During the Covid-19 pandemic, the Solidarity Fund was established as a Public Benefit Organisation (“PBO”) with a mandate to support the national health response, contribute to humanitarian relief efforts and mobilise South Africans in the fight against Covid-19.

As an approved section 18A organisation, the Disaster Management Tax Relief Administration Act and the Disaster Management Tax Relief Act allowed for an additional 10% donation deduction for any contribution made to the Solidarity Fund for a specific time during the 2021 year of assessment.

Donations could be made through two different options:

  • Direct donations to the Solidarity Fund; or
  • Via “payroll giving” by employers on behalf of their employees.

The normal donation deduction is limited to 10% of an individual’s taxable income before the donation deduction. This special donation dispensation is effectively adding a further donation deduction of 10% for any donations made to the Solidarity Fund, but only for donations made during the period 1 April 2020 to 30 September 2020. Any donations made during the periods 1 March 2020 to 31 March 2020 and 1 October 2020 to 28 February 2021, to any other approved section 18A organisations will be subject to the normal 10% donation limitation.

Any donations made that exceeded either of the donation limitations will be carried forward to be utilised in the following year of assessment until it has been exhausted.

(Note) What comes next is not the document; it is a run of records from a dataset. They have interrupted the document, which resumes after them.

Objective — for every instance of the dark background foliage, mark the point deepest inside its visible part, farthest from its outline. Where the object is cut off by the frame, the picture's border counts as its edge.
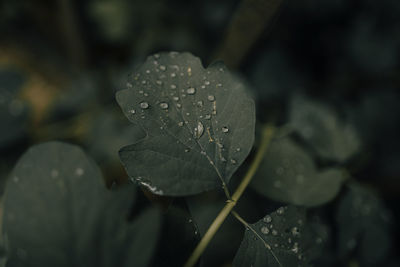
(62, 61)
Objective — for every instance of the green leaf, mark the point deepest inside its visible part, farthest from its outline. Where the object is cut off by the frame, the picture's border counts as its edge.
(288, 174)
(279, 239)
(13, 112)
(199, 124)
(321, 128)
(364, 226)
(57, 212)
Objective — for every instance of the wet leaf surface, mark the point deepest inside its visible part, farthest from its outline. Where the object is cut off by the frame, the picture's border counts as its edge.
(57, 212)
(198, 121)
(288, 174)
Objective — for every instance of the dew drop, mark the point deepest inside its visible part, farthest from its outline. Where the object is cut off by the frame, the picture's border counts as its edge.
(198, 131)
(264, 230)
(191, 91)
(267, 219)
(163, 105)
(281, 210)
(144, 105)
(79, 171)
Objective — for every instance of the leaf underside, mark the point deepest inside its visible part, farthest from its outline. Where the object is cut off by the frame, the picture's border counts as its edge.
(58, 212)
(199, 124)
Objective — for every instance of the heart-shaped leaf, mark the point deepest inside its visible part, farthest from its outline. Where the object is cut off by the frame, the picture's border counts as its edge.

What do you need in order to claim this donation deduction?

Similar to any other donation, you would need a Section 18A donation certificate from the Solidarity Fund. If you have not received one already, you can apply for this on the Solidarity Fund’s website.

What is important to note is that there is a different field in the tax return to capture your donations made to the Solidarity Fund and should not be combined with your other donations made during the 2021 year of assessment.

It is also important to note that you should not be duplicating any donations declarations made via the “payroll giving” option. You would have already received the benefit of this deduction in your monthly payroll as this would have effectively reduced the amount of Pay-As-You-Earn (“PAYE”) on a monthly basis and increased your net pay as a result.

If you have made a donation to the Solidarity Fund via the “payroll giving” option, the amount that you authorised/requested your employer to deduct from your salary and donate on your behalf should appear on your 2021 IRP5 tax certificate.

In theory, taxpayers who made use to the “payroll giving” option should not be required to do/declare anything in addition relating to their Solidarity Fund donations, but as with all things in life, it is not always this simple.

SARS has informed their stakeholders that there is a problem with this functionality. It appears as if these donations did not pull through to the taxpayer’s annual tax returns. SARS has informed their stakeholders that the employers would be required to download an amended version of [email protected] and resubmit their payrolls to SARS.

We advise any taxpayers that have made use of the “payroll giving” option to contact their employer to ensure the donations made are reflected appropriately.